LETTRE DU CONTENTIEUX #5 : l'obligation de sécurité de l'employeur et le droit pénal
Le droit du travail consacre nombre d’obligations à la charge de l’employeur en matière de sécurité et de santé au travail.
C’est le cas en particulier des articles L. 4.141-1 et L. 4.141-5 du Code du travail qui instituent l’obligation pour l’employeur de dispenser une information des travailleurs sur les risques pour la santé et la sécurité, de même que les mesures prises pour y remédier et d’organiser une formation pratique et appropriée à la sécurité au bénéfice des travailleurs qu’il embauche et des travailleurs qui changent de poste de travail ou de technique.
L’arrêt du 21 juin 2022 de la Chambre Criminelle de la Cour de cassation
Dans cette affaire, un salarié est victime d'un accident du travail à bord d'un navire de pêche, à l’origine d’une incapacité totale de travail de 60 jours. Après un dépôt de plainte, l’employeur, une société d’armement, est citée devant le tribunal correctionnel du délit de blessures involontaires avec ITT inférieure ou égale à trois mois, par la violation manifestement délibérée d'une obligation particulière de prudence ou de sécurité imposée par la loi ou le règlement (infraction prévue par l’article 220-20 du Code pénal et sanctionnée d'1 an d'emprisonnement et de 15 000 euros d'amende).
L’armateur est condamné en première instance et en appel. Les juges avaient ainsi retenu que :
- le salarié n’avait reçu aucune formation pratique et appropriée à la manœuvre dangereuse de virage de chalut et que cette absence de formation était à l’origine de l’accident
- en s’abstenant de dispenser une formation spécifique à la victime pour l’exercice d’une manœuvre particulièrement délicate, l’employeur avait commis une faute caractérisée, à l’origine de l’accident du salarié, par la violation délibérée d'une obligation particulière de prudence ou de sécurité
Délit de blessures involontaires, le caractère particulier de l’obligation de prudence ou de sécurité
Après un pourvoi en cassation, l’arrêt de la Cour d’Appel, qui avait confirmé la condamnation de l’employeur, est censuré !

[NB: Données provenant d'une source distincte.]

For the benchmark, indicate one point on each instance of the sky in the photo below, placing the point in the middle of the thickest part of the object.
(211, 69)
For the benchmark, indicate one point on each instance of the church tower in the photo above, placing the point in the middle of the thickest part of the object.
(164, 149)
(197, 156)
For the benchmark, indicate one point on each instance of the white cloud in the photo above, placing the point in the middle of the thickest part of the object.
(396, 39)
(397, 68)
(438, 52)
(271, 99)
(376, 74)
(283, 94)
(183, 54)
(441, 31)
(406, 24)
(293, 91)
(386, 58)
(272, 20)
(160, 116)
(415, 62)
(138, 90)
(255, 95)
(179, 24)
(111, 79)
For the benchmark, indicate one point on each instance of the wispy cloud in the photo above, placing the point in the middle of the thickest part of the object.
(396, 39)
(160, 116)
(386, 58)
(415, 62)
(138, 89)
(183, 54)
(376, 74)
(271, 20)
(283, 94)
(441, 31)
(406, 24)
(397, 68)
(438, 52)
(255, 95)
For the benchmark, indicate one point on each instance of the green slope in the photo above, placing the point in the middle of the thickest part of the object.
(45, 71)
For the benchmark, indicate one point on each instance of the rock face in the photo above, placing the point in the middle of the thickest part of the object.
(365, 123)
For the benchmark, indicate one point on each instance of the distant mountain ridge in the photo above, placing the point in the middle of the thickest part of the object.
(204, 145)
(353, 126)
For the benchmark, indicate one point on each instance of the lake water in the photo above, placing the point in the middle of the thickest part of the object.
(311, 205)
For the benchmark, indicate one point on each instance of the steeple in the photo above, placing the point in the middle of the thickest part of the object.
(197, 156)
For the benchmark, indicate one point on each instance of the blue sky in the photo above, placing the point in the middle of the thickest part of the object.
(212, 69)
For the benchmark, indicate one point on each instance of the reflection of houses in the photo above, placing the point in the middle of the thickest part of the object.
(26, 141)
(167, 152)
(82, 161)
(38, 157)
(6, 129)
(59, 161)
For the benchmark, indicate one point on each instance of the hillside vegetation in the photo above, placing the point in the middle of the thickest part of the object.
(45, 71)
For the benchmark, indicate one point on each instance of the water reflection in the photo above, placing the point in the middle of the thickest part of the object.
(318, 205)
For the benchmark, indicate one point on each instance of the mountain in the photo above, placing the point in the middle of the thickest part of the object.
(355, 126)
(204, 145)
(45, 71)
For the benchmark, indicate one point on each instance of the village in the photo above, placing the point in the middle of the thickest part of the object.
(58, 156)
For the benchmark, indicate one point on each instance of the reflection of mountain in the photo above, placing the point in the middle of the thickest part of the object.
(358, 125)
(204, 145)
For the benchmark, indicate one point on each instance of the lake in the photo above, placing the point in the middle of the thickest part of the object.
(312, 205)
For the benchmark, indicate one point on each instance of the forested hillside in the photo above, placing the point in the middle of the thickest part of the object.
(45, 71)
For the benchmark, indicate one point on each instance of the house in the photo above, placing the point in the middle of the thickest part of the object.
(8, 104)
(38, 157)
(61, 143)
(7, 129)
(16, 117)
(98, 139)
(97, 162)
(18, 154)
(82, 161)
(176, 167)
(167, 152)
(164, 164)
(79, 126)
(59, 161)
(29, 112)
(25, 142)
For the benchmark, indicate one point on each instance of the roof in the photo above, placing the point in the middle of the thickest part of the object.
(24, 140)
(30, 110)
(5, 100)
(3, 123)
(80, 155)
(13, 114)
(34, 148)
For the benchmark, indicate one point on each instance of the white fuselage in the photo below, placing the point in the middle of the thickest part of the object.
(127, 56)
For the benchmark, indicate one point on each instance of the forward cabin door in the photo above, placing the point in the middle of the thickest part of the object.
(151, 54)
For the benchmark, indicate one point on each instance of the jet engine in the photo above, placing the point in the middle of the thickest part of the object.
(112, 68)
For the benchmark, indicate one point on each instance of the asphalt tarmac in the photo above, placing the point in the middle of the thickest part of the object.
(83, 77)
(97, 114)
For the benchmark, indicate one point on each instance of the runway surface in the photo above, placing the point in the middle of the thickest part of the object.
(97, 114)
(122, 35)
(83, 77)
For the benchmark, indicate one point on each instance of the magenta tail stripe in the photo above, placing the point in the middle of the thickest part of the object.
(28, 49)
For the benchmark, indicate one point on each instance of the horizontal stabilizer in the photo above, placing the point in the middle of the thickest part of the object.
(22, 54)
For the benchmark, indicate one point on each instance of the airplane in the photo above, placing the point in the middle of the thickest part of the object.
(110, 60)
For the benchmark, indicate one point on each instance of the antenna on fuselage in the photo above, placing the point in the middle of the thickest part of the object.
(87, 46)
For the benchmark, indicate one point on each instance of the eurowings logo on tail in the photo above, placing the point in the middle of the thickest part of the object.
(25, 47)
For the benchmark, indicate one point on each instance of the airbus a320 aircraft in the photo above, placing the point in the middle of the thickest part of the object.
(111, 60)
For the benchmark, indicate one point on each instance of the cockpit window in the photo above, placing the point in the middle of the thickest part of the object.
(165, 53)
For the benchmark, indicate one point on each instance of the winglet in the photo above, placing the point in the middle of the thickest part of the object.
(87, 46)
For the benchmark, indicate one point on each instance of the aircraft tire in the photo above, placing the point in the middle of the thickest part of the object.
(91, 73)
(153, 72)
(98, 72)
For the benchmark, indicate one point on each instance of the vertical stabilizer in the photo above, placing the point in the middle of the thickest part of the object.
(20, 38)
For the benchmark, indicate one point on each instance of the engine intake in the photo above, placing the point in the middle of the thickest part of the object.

La Cour de cassation a ainsi considéré que :
- les articles L. 4.141-1 et L. 4.141-5 du Code du travail ne comportent que des obligations générales de prudence et de sécurité et non des obligations particulières
- le défaut de formation visé en l’espèce ne pouvait constituer la violation manifestement délibérée d’une obligation particulière de prudence ou de sécurité imposée par la loi ou le règlement visée à l’article 220-20 du Code Pénal
Ainsi, la Cour de cassation énonce que la faute délibéré, qui permet de caractériser l’infraction prévue par l’article 220-20 du Code Pénal, suppose la violation d’une obligation particulière de prudence ou de sécurité.
Il en aurait tout autrement si le salarié en cause avait été intérimaire, car ce dernier doit bénéficier d’une formation renforcée à la sécurité.